Norwegian energy research and business intelligence company Rystad Energy says North American tight oil is emerging as the second cheapest source of new oil volumes globally, just shy of the Middle East onshore market. They estimate that total recoverable resources from North American tight oil has more than tripled since 2014. Four years ago, United States’ shale oil was the world’s second most expensive oil resource.

According to Rystad Energy’s global liquids cost curve, North American shale ranked as the second most expensive resource in 2015, with an average breakeven price of USD $68 per barrel. The average Brent breakeven price for tight oil is now estimated at USD $46 per barrel, just four dollars behind the giant onshore fields in Saudi Arabia and other Middle Eastern countries.

Head of Upstream Research at Rystad Energy Espen Erlingsen said, “As the majors are struggling to replace conventional liquids, a wealthy source of additional resources is tight oil.

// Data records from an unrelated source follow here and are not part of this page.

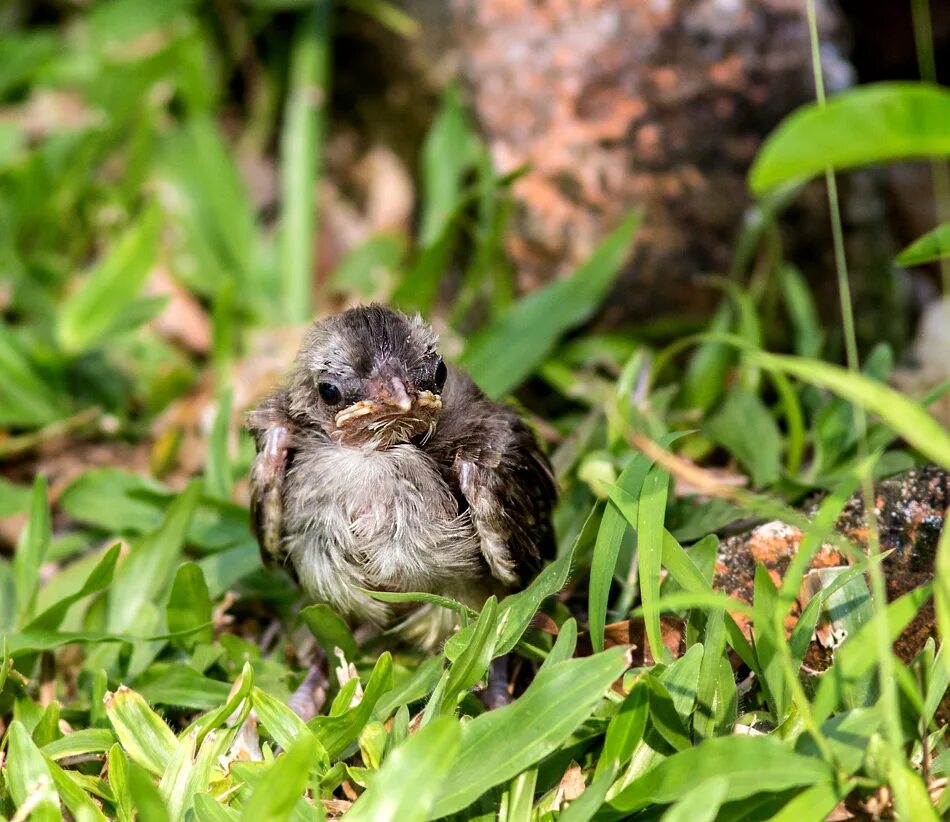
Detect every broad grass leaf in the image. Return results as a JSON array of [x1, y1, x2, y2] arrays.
[[499, 768, 538, 822], [300, 602, 360, 659], [183, 661, 254, 745], [58, 468, 168, 534], [135, 668, 230, 711], [609, 736, 834, 813], [679, 300, 736, 411], [0, 326, 68, 428], [307, 651, 393, 760], [432, 648, 627, 816], [438, 596, 499, 713], [752, 563, 791, 724], [693, 608, 726, 738], [241, 734, 319, 822], [13, 476, 52, 625], [204, 388, 233, 499], [6, 719, 61, 822], [461, 212, 640, 397], [251, 688, 322, 750], [106, 482, 201, 632], [193, 793, 241, 822], [43, 757, 106, 822], [541, 617, 577, 668], [127, 759, 175, 822], [558, 763, 617, 822], [106, 743, 133, 822], [588, 434, 681, 651], [889, 761, 941, 822], [198, 540, 261, 599], [660, 777, 729, 822], [897, 223, 950, 266], [158, 116, 256, 302], [770, 782, 854, 822], [744, 350, 950, 469], [346, 716, 462, 822], [594, 678, 650, 779], [23, 545, 120, 631], [749, 83, 950, 196], [812, 585, 932, 720], [165, 562, 214, 648], [105, 685, 178, 776], [445, 548, 574, 660], [702, 388, 782, 488], [56, 207, 160, 354], [650, 643, 703, 747], [373, 656, 442, 720], [795, 708, 883, 776], [158, 732, 217, 820], [934, 510, 950, 675], [419, 85, 478, 247]]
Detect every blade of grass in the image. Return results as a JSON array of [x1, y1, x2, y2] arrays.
[[346, 716, 461, 822], [13, 475, 52, 625], [432, 648, 627, 817]]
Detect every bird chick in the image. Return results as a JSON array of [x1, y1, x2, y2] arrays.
[[248, 305, 556, 647]]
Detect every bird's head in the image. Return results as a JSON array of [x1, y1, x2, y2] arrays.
[[290, 305, 448, 448]]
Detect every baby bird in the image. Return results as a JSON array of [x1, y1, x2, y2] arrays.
[[248, 305, 557, 648]]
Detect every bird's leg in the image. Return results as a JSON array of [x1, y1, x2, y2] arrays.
[[479, 654, 512, 711], [287, 645, 330, 722]]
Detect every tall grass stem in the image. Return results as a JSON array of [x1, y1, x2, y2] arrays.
[[280, 0, 331, 323], [910, 0, 950, 297], [805, 0, 910, 818]]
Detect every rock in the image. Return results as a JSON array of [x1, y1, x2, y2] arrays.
[[442, 0, 864, 325], [713, 466, 950, 723]]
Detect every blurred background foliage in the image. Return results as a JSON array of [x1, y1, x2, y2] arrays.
[[0, 0, 950, 819]]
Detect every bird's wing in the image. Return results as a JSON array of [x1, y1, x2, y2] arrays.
[[423, 370, 557, 586], [247, 392, 294, 563]]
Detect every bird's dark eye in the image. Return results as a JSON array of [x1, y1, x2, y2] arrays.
[[317, 382, 343, 405], [435, 359, 449, 391]]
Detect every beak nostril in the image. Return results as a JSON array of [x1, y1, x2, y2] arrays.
[[390, 377, 412, 413]]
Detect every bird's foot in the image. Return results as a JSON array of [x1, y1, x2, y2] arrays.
[[287, 646, 330, 722], [478, 654, 513, 711]]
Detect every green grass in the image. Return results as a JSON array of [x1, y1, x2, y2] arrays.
[[0, 0, 950, 822]]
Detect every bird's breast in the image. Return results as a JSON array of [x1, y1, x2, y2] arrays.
[[287, 443, 480, 591]]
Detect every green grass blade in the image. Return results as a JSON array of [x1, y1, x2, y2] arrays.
[[13, 475, 52, 625], [165, 562, 214, 648], [749, 83, 950, 196], [280, 0, 332, 323], [637, 465, 673, 663], [744, 350, 950, 469], [106, 482, 201, 632], [609, 736, 833, 813], [241, 734, 318, 822], [56, 208, 160, 354], [432, 648, 626, 816], [6, 720, 62, 822], [587, 434, 682, 651], [23, 545, 120, 631], [105, 685, 178, 776], [346, 716, 462, 822], [307, 652, 393, 760], [896, 223, 950, 267]]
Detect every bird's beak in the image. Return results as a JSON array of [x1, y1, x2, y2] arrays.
[[376, 377, 412, 414]]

The North American tight oil industry has changed considerably since 2014, as it has proven to be a competitive supply source in a low price environment. While costs for tight oil have been reduced, the resource potential has grown considerably over the last four years.”

For oil companies struggling to replace conventional resources after years of disappointing exploration results, tight oil simultaneously offers a base for growth, increased flexibility, and attractive returns. Whereas offshore normally needs seven to 12 years to recover costs, tight oil typically requires only two to four years.

Mr. Erlingsen added, “Tight oil is a short cycle investment with a relatively brief lead time from the sanctioning of new wells to the start of production. This gives E&P companies the flexibility to adapt to market conditions and easily change activity levels. In the ever-changing oil price environment, this implies tight oil investment has less uncertainty compared to offshore.